Sofosbuvir, a medication intended to treat Hepatitis C, was recently denied a patent in India by means of a legal loophole. This means that the medication can be reproduced by third party companies, who can then sell it for a much more affordable price, making it available to thousands more people.
Hepatitis C affects approximately 170 million people worldwide. 18 million of those people live in India. It primarily impacts the liver, and while it sometimes causes no symptoms, especially early in life, it can lead to serious long-term complications.
In India, the patent application was denied to a corporation called Gilead on the grounds that the treatment was not sufficiently innovative to justify a new patent. Gilead has signed voluntary license agreements with several companies for production of the drug, but there are no legal boundaries to prevent any third-party companies from creating generic versions of it. These third-party companies can subsequently make the treatment available to thousands at a fraction of the previous cost.
Sofosbuvir is available in the U.S. and due to licensing is sold by Gilead for $84,000 per treatment course. It’s an exorbitant price even for those who are fairly well off. For someone living with Hepatitis C in India, an overwhelmingly poor country, this price would likely make the treatment completely unattainable. The situation seems particularly cruel when you consider that Sofosbuvir can be produced for just $101 per treatment course.
That’s $83,899 which, in the case of many pharmaceutical companies, more often goes back into marketing and advertising efforts than it does into research and development of new treatments.
It’s a disgustingly transparent attempt to squeeze as much money out of the sick as possible.
The patent problem isn’t unique to India—the issue of patents on medical treatments and procedures has become controversial in the United States as well, a nation with a patent process similar to India’s.

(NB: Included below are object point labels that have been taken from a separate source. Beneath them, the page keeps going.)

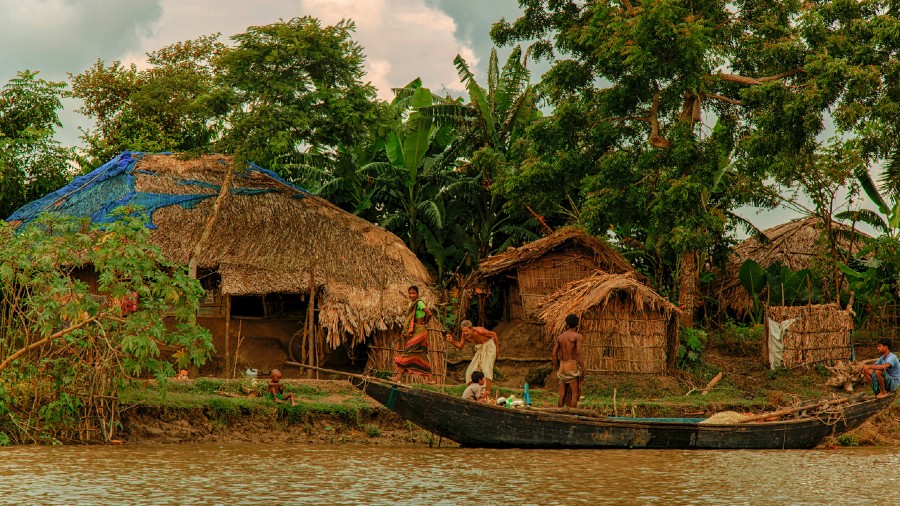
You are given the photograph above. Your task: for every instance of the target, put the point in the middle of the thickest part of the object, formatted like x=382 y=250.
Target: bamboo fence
x=820 y=334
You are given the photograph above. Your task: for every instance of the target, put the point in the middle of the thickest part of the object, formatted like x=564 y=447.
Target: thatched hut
x=796 y=245
x=527 y=274
x=806 y=335
x=627 y=327
x=279 y=263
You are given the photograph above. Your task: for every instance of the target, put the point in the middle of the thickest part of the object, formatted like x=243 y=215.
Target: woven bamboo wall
x=548 y=274
x=821 y=333
x=620 y=340
x=385 y=346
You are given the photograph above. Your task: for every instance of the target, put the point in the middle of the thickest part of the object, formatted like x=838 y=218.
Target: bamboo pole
x=207 y=229
x=795 y=409
x=227 y=333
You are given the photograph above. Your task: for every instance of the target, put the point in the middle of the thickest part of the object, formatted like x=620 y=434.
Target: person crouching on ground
x=276 y=389
x=886 y=370
x=475 y=391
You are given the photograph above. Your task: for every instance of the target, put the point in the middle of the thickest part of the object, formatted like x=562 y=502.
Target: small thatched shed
x=796 y=245
x=279 y=263
x=525 y=275
x=532 y=271
x=806 y=335
x=627 y=327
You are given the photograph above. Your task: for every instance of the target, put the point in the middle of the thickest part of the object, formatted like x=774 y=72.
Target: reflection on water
x=253 y=474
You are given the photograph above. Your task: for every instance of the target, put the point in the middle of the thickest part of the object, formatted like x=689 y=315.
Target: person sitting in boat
x=487 y=347
x=567 y=361
x=276 y=390
x=885 y=372
x=475 y=390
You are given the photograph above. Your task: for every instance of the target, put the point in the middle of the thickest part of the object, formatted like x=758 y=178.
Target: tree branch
x=734 y=78
x=722 y=99
x=656 y=140
x=38 y=344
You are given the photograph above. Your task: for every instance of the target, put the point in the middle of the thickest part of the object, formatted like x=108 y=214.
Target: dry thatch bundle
x=820 y=333
x=269 y=236
x=626 y=325
x=794 y=244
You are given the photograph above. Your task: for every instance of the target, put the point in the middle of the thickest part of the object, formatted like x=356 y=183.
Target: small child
x=475 y=391
x=276 y=389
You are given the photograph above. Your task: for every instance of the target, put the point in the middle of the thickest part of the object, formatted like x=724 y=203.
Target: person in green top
x=414 y=357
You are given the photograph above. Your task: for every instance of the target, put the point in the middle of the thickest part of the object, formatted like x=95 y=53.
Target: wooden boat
x=474 y=424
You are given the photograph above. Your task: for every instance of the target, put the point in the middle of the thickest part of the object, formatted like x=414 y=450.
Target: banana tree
x=408 y=185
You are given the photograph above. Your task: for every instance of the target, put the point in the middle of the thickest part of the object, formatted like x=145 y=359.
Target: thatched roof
x=269 y=236
x=794 y=244
x=605 y=256
x=580 y=296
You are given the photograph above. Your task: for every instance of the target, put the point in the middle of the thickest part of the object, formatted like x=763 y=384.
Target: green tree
x=64 y=351
x=170 y=106
x=650 y=75
x=32 y=162
x=293 y=85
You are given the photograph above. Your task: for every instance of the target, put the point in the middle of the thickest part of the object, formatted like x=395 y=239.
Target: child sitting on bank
x=276 y=389
x=475 y=391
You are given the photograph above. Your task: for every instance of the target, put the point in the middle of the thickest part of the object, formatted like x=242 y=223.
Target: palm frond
x=513 y=82
x=493 y=77
x=871 y=189
x=890 y=176
x=866 y=216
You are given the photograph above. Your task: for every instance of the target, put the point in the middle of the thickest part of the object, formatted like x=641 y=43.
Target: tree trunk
x=688 y=289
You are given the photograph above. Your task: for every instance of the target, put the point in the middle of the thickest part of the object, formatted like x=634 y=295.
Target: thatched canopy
x=269 y=236
x=605 y=256
x=627 y=327
x=598 y=290
x=794 y=244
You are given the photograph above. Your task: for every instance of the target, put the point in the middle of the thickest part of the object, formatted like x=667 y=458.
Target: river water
x=259 y=474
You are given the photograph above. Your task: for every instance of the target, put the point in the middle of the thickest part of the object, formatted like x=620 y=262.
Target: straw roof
x=605 y=256
x=794 y=244
x=580 y=296
x=272 y=237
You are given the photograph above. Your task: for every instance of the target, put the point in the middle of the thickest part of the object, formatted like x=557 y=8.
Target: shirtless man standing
x=487 y=348
x=568 y=363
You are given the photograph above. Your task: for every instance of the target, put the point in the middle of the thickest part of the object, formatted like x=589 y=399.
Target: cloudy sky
x=403 y=39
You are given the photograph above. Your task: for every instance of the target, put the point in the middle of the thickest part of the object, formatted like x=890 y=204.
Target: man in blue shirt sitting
x=886 y=371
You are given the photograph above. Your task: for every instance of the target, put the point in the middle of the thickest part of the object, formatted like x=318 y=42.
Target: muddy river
x=258 y=474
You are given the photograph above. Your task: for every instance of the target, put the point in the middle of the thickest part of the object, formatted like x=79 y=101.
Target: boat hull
x=482 y=425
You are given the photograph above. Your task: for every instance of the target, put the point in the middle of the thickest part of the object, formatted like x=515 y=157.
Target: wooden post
x=308 y=331
x=227 y=334
x=192 y=263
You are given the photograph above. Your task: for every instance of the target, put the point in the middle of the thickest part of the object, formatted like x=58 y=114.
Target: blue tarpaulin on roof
x=97 y=194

In western society, we place a great deal of value in the accomplishments of individuals and giving credit where credit is due. However, in light of the fact that patents on medical procedures and treatments can easily be manipulated solely for the purpose of monetary gain, it’s time to consider banning patents on such inventions, or at the very least, redesigning a patent process for that specific field which is tailored to citizens who are in dire need of affordable medical treatment.
The purpose of patents is not only to give credit to inventors but also to promote private investment into research and development. One of the strongest arguments against removing the patent system is that without it, there will be no incentive for the development of new treatments.
In recent years, some American economists have suggested a solution to the patent controversy known as the prize system. A system of providing monetary “prizes” to inventors of medical treatments would retain the material incentive for creating new products while still allowing for the distribution of medication at more reasonable prices. In the proposed system, the U.S. government would pay for the rights to FDA-approved treatments, then place those rights into the public domain.
The prize system isn’t flawless, however. The main argument against it is that it’s dangerous to the free market to centralize control of the medical industry and allow the government the power to decide which medications it wants to fund and which it doesn’t—a recipe for corruption.
In response, some economists have argued that the “prize” should involve bidding by the government as well as interested private parties. I’m more in favor of this proposal. While I understand the importance of private sector involvement, I can’t reconcile the untreated illness of thousands for the sake of a private corporation’s gain.
To further prevent the manipulation of the system, I would suggest the evaluation of the candidates for a “prize” by third-party impartial physicians or medical experts who would have the expertise necessary to determine exactly how valuable a particular treatment is.
A system like this one, implemented in India or other countries, would benefit thousands who are dependent on expensive medication for their health or even their daily survival. In the meantime, it’s heartening to know that countless Hepatitis C patients in India now have access to the treatment they need.